12 janvier 1942.
Hermann cessa de courir. Dans sa fuite, il s'était délesté de tout son barda — arme, sac, casque, gamelle, et malgré ça il n'en pouvait plus. Le choc thermique entre son corps bouillonnant et l'air glacial à travers lequel il expirait de lourds nuages de vapeur lui donna la nausée. Il les avait semés, il en était certain. C'est ce que lui murmurait le silence de la campagne alentour, un silence de paix tel qu'il n'en avait pas connu depuis des années. Épuisé, il s'adossa contre un puits qui semblait dépendre de la petite ferme dont il devinait les contours à travers un bosquet de pins.
En tendant l'oreille en direction de Leningrad, il lui sembla pourtant percevoir la rumeur de la guerre, infiniment douce à cette distance, étouffée par la neige.
Il n'y retournerait pas. Pour rien au monde. A partir d'aujourd'hui, la Wehrmacht se passerait du caporal Hermann Schemel, matricule 902 088, 58e division d'infanterie du 50e corps d'armée.
Ach, Zimt !
N'importe quoi.
Bien sûr qu'il y retournerait.
Car où qu'il aille, chaque fois qu'il fermerait les yeux, chaque jour qu'il lui resterait à vivre, le cauchemar reviendrait. L'atrocité de ce qu'ils avaient fait ne lui laisserait aucun répit. Ils avaient assiégé une ville de deux millions et demi d'habitants, laissé délibérément mourir de faim des centaines de milliers d'hommes, de femmes, d'enfants. Bien sûr, c'était des soviétiques. De la vermine, vociférait le Führer, des sous-humains qu'on pouvait exterminer sans plus de remords que s'il s'agissait d'une colonie de rats.
Richtig.
Sauf que les rats ne font pas de musique.
Il s'était trouvé assez près des remparts, ce jour-là, pour entendre les haut-parleurs déverser sur l'armée allemande la Symphonie n°7 de Dimitri Chostakovitch, jouée en direct par l'Orchestre de la radio de Leningrad.
Un peuple capable de jouer cette musique-là dans ces circonstances-là, un peuple persuadé qu'une armée de violons pouvait faire le poids face à des divisions de Panzer, ce peuple-là ne pouvait être vaincu.
Une ombre glissa sur le corps avachi du caporal. Il releva la tête. A dix pas, le fermier le tenait en joue, lui masquant le soleil pâle de janvier.
Natürlich.
La désertion, c'était une chose, mais comment avait-il pu croire qu'il échapperait au jugement du peuple russe ? Il aurait pu tenter de lui expliquer... expliquer quoi, d'ailleurs ? Qu'il n'était plus un ennemi ? Avec son uniforme noirci de crimes ? Avec son insigne qui le rendait, même modestement, responsable de ses actes ?

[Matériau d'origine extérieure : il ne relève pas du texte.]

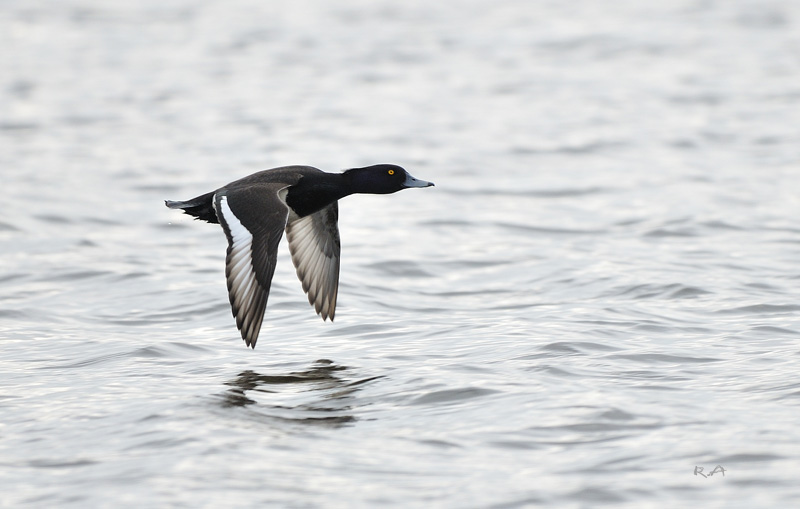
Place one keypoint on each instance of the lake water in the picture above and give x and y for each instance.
(599, 298)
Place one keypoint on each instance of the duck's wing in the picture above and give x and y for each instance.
(315, 247)
(253, 218)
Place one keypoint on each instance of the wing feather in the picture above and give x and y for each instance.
(315, 247)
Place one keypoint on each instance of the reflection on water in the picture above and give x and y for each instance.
(318, 395)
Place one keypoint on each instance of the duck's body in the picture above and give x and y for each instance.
(255, 210)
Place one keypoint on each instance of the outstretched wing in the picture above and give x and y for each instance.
(315, 247)
(253, 219)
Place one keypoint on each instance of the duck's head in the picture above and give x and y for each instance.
(382, 179)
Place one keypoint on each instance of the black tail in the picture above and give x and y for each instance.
(201, 207)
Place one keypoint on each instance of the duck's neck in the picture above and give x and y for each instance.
(306, 198)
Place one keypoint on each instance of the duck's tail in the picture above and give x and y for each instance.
(201, 207)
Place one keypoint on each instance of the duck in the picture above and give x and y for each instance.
(255, 210)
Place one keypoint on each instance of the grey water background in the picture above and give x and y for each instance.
(600, 295)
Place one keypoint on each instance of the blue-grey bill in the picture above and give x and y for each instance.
(415, 182)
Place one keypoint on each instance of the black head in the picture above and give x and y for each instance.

Il se résigna. A tout prendre, mieux valait que la mort vienne de là.
Il savait que le fermier tirerait vite et bien, sans autre forme de procès. Un seul coup de feu, puis il l'enterrerait rapidement, là où il serait tombé. Ni oraison ni sépulture. Personne pour fleurir sa tombe.
Il serra les graines qu'il tenait dans sa poche, des graines de son pays. Il ne s'en était jamais séparé. Une promesse de vie qui l'avait aidé à tenir, jusqu'à aujourd'hui.
Il ferma les yeux et attendit la fin.
***
12 juin 2022
Il est beau ton jardin, Zina, dira oncle Mikhail en regardant par la fenêtre.
Et Zina rosira de fierté, parce qu'il s'y connaît, oncle Mikhail, il travaille à l'institut de botanique Komarov à Saint-Petersbourg. Ce jardin sera peut-être la plus belle chose qu'elle accomplira dans sa vie sans enfant, sans homme et sans travail.
Il faut que je te montre quelque chose, dira Zina. Suis-moi.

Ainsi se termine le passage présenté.